Explanation
During the enactment of the Centrifuge Runtime upgrade 1012 we introduced the collator selection pallet.
This pallet implements a custom session manager of the collators allowed to produce blocks in the parachain.
Since we needed to copy the static validators from the session to the collator selection invulnerable list, we needed to run a migration.
Unfortunately there was an issue with the migration trigger. The code was meant to execute only against a specific version of the runtime, and we accidentally didn’t update that target value according to the new runtime version so the migration code never executed.
The impact was that if the list of invulnerables is not populated then in the following session the list of next collators will be empty and therefore not allowing any collator to produce blocks, causing a chain halt.
Fix
At this point we were on a tight deadline of 6 hours (session time) to “manually” propose the changes that the migration would have done before the next sessions starts, and therefore causing the chain block production halt.
Six hours might seem like a lot of time, but we have to substract the fact that for democracy fast track proposals there is a minimum voting period of 3 hours, so whatever code that had to be executed that way needed to go through that flow. This meant that we only had 3 hours to identify the issue, build an action plan and hope that we get enough council votes (across timezones) to move the motion to the public referenda.
There were three council motions proposed, in which two of them had to go through democracy voting:
- Set QueuedKeys raw storage for each active collator: Subscan | Aggregate Substrate ecological network High-precision Web3 explorer
- Collator allow list for each invulnerable: Subscan | Aggregate Substrate ecological network High-precision Web3 explorer
- Set invulnerables: Subscan | Aggregate Substrate ecological network High-precision Web3 explorer
Learnings
- We will standardize how we implement migrations in runtime upgrades across circles, so we do not depend on runtime versions to check if a migration should be run, instead the use storage state.

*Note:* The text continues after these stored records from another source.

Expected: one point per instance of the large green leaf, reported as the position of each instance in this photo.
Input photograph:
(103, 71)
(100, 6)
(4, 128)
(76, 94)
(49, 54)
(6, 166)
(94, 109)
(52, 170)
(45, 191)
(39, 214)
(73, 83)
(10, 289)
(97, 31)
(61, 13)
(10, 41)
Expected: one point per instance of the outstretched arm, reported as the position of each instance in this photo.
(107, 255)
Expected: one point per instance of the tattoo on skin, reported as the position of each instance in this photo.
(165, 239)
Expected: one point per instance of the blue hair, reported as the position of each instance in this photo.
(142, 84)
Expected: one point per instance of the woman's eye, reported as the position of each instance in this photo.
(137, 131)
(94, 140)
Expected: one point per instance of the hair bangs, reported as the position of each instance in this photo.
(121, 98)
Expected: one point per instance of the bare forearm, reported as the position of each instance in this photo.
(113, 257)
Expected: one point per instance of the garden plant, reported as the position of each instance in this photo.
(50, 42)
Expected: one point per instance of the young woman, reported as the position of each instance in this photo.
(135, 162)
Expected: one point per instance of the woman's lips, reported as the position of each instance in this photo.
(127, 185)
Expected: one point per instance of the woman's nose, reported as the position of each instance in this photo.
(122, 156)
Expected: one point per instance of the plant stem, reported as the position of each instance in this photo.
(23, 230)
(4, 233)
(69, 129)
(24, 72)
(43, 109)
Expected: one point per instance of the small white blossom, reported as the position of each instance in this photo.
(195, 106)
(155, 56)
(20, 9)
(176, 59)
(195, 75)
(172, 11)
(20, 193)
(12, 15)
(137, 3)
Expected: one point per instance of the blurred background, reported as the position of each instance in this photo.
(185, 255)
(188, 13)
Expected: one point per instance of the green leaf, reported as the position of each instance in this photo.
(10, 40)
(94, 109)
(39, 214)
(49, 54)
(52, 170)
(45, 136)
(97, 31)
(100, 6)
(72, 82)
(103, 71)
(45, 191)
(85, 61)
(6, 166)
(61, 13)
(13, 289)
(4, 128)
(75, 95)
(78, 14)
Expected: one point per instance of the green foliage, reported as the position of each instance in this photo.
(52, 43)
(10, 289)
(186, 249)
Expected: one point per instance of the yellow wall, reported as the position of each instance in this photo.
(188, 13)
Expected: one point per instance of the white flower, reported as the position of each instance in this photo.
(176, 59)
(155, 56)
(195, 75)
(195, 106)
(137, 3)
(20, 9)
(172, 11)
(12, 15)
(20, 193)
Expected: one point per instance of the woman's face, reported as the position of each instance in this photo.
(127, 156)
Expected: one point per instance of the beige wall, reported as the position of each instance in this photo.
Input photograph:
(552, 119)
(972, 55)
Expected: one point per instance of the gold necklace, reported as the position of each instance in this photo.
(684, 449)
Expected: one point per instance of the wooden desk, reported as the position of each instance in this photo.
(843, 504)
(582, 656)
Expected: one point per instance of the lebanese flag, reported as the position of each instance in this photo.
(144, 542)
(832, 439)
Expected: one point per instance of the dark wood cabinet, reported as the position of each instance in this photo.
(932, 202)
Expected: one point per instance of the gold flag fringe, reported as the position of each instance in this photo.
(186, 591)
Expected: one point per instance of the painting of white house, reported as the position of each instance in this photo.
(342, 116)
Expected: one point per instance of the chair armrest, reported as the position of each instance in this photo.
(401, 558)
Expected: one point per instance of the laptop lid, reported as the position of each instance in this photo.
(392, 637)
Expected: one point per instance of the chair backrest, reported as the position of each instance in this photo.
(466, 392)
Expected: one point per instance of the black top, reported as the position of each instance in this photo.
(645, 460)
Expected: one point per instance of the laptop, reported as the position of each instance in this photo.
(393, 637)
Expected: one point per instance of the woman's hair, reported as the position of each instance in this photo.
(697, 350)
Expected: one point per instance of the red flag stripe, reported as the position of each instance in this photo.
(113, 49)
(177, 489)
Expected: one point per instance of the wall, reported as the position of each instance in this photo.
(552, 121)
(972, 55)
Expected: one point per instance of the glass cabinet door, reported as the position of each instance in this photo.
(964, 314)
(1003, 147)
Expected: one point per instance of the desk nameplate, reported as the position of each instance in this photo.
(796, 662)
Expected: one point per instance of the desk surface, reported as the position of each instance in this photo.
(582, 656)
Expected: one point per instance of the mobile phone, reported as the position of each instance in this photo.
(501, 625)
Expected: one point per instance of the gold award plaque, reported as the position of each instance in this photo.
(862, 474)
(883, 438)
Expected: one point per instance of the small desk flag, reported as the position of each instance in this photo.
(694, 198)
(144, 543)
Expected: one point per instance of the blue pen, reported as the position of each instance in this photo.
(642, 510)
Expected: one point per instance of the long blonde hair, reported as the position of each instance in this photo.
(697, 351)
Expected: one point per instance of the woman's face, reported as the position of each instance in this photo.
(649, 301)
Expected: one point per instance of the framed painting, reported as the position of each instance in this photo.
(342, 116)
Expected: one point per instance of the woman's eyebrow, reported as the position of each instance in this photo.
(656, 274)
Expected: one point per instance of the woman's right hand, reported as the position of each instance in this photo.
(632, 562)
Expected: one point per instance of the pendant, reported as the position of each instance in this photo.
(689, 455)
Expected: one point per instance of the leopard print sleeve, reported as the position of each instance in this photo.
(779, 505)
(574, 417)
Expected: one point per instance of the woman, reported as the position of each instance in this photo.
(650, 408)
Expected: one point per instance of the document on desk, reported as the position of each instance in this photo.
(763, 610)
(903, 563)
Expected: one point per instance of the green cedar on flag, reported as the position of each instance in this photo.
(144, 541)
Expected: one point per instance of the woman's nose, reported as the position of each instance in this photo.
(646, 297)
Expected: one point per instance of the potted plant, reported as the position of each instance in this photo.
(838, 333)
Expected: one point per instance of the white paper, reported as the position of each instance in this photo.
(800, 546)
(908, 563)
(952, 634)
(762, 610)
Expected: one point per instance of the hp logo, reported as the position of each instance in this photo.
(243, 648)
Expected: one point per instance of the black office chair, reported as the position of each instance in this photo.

- We will improve how we verify and test runtimes before they are enacted, by ensuring that there are automated sanity tests the span across multiple sessions
- Due to the current size of the council, it would be interesting to propose a few changes in the council fastrack logic that can ensure that the process is smoother and still secure, for example:
- Reduce the council threshold to 50% for fastrack: This would mean that at least 5 councillors are needed to push forward a motion (instead of the current number of 7). This is as well relevant for issues that happen at a time where there is no overlap across timezones.
- Reduce fastrack to 1-2 hours instead of 3 hours
- Have explicit council channels where it is specified the urgency and priority of the issue at hand
Thank you all for your understanding,